Predict whether an email is formally or informally written. data/prep_corpus.py
writes the emails to a SQLite
database. process_corpus.py
creates a text file with extracted features in LibSVM format (for supervised machine
learning). data/classifier_app
is a web application for framework validation and simplifying manual classification
of each email as either formal or informal.
This project uses the Enron email corpus, retrieved from https://www.cs.cmu.edu/~./enron/. This is a group project for CNIT499NLT Natural Language Technologies at Purdue University. The course instructor is Dr. Julia Taylor.
- Dan O'Day
- Robert Hinh
- Upasita Jain
- Sangmi Shin
- Penghao Wang
The mysql
branch is the main branch with all of the features and up-to-date code. However, the master
branch uses sqlite rather than MySQL, and is thus easier to run and develop locally. Initial development took place with sqlite, but eventually moved to MySQL since that is the most efficient supported database type on PythonAnywhere hosting service.

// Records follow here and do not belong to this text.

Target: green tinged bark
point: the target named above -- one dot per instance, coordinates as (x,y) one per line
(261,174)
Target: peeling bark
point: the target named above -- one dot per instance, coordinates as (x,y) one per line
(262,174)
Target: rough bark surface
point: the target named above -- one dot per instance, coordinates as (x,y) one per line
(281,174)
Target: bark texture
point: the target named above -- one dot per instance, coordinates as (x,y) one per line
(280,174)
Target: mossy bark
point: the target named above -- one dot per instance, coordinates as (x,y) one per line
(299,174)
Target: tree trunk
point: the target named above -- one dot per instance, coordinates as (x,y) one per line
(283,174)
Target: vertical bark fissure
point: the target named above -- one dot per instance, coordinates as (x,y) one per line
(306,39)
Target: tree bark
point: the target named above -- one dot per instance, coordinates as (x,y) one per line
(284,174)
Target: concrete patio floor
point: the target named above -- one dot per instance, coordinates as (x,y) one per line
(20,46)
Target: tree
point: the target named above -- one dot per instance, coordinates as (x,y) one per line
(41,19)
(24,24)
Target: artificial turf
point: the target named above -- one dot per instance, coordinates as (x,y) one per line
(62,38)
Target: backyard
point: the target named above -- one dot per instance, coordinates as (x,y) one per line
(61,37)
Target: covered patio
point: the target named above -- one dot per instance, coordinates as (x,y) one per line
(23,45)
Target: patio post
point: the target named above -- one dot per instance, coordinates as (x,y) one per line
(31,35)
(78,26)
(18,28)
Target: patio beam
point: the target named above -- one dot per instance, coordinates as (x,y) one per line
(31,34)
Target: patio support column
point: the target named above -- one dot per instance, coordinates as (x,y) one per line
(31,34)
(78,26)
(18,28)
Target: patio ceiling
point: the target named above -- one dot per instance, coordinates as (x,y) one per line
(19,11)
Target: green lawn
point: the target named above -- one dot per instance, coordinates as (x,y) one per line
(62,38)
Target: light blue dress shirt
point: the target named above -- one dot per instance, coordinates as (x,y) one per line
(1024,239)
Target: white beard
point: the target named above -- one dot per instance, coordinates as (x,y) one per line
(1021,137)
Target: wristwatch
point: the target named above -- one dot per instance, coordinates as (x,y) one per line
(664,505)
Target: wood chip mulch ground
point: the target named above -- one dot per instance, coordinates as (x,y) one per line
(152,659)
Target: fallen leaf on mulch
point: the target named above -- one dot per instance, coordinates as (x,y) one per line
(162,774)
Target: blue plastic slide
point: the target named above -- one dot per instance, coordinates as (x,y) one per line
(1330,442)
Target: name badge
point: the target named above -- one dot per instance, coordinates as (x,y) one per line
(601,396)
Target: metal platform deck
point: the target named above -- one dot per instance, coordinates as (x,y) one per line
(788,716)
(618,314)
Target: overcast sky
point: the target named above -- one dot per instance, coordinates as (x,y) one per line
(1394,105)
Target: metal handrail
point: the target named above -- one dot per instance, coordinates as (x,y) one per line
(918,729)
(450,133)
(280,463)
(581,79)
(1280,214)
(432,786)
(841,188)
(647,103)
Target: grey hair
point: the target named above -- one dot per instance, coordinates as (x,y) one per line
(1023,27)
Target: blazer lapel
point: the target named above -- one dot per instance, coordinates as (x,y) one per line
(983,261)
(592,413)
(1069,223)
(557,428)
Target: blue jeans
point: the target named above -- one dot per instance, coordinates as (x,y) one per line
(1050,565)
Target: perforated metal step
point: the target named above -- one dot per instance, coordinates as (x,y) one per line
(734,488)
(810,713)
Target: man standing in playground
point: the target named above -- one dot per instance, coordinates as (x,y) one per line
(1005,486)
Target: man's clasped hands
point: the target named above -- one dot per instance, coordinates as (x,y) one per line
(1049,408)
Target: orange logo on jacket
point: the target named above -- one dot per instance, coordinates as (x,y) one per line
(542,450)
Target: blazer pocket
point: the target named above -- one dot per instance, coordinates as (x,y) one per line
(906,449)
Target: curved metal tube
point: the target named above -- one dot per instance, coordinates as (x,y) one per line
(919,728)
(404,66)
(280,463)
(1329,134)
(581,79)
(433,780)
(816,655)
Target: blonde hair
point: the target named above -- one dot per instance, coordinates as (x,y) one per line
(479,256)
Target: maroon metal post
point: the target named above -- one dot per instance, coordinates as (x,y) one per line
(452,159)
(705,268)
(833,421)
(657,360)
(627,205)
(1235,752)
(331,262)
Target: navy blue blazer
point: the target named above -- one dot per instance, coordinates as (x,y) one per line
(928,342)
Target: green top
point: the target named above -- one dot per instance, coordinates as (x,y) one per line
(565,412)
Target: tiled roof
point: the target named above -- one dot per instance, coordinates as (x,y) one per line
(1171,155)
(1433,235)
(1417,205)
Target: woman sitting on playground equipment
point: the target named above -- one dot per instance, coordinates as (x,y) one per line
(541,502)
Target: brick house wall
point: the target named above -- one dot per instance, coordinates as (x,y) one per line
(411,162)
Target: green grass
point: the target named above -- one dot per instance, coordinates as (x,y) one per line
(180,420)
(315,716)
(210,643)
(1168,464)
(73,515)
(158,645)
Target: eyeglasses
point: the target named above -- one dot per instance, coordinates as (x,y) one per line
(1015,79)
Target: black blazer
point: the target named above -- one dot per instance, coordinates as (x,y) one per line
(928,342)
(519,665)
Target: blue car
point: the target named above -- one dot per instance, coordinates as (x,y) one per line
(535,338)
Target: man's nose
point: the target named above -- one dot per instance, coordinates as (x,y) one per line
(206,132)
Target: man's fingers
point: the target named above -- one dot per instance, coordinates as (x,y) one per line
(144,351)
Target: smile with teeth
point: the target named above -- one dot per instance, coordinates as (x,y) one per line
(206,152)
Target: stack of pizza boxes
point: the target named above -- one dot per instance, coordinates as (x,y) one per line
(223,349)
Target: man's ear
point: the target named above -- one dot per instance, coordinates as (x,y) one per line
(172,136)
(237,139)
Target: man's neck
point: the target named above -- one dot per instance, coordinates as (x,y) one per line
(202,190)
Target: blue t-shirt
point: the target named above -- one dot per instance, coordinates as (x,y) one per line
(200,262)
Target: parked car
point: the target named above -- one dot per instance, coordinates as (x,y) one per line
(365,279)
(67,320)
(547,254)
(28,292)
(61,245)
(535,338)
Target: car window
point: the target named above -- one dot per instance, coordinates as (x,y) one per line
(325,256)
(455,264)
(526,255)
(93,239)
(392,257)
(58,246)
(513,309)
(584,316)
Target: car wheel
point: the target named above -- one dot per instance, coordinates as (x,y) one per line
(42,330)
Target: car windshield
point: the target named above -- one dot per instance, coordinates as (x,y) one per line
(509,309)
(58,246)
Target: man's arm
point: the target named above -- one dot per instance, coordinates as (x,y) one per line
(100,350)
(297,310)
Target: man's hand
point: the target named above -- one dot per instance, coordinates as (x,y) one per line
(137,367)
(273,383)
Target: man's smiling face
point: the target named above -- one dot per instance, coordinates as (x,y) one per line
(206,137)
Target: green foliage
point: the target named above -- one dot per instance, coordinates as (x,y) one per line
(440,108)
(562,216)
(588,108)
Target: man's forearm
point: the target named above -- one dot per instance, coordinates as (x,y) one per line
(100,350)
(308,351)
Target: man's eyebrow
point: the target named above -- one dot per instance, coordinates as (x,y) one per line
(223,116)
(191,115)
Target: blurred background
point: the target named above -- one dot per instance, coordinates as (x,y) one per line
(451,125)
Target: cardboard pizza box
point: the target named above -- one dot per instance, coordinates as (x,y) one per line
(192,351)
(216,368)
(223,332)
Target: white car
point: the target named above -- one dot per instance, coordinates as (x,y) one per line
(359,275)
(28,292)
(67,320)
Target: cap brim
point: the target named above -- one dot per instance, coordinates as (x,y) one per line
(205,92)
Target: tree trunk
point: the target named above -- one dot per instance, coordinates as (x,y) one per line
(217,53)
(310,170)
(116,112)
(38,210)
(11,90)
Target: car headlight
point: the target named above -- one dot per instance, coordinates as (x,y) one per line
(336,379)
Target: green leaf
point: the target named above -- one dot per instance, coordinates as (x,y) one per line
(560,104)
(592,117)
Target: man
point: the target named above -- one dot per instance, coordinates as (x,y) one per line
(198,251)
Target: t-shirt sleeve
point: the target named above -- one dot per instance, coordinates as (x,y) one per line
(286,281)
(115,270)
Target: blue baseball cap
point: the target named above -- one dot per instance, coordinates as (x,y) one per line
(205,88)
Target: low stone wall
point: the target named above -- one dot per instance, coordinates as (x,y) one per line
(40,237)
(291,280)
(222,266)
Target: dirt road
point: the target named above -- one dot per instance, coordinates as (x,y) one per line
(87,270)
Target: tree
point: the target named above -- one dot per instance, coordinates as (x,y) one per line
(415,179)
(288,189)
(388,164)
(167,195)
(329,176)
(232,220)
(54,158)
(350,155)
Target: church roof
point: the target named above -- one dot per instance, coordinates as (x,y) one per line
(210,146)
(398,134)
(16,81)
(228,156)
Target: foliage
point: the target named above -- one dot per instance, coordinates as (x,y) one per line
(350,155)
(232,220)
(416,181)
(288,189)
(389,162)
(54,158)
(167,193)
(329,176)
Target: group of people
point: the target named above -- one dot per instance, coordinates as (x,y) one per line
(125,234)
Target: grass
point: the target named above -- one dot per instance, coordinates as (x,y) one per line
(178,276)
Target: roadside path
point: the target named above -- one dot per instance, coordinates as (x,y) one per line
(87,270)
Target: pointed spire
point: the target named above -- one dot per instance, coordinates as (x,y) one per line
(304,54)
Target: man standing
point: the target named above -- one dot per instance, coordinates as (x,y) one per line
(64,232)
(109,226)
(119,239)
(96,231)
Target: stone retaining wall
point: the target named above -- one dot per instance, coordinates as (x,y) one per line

Begin inside the directory where you've extracted this project. Using an interactive Python shell (symbolized by >>>
below—do not retype the prompt symbols), do the following:
>>> from data.models import Corpus
Next import your feature(s):
>>> from features.myfeaturefile import myfeature
Now instantiate the corpus and select a specific email by its ID number:
>>> c = Corpus()
>>> email_generator_object = c.fetch_all_emails(column="id", query="120000", exact_match=True)
>>> email = next(email_generator_object)
Now you have the email object with the specified id. You can pass it to your previously imported feature by using the feature function name:
>>> myfeature(email)
The feature should return the specified metric.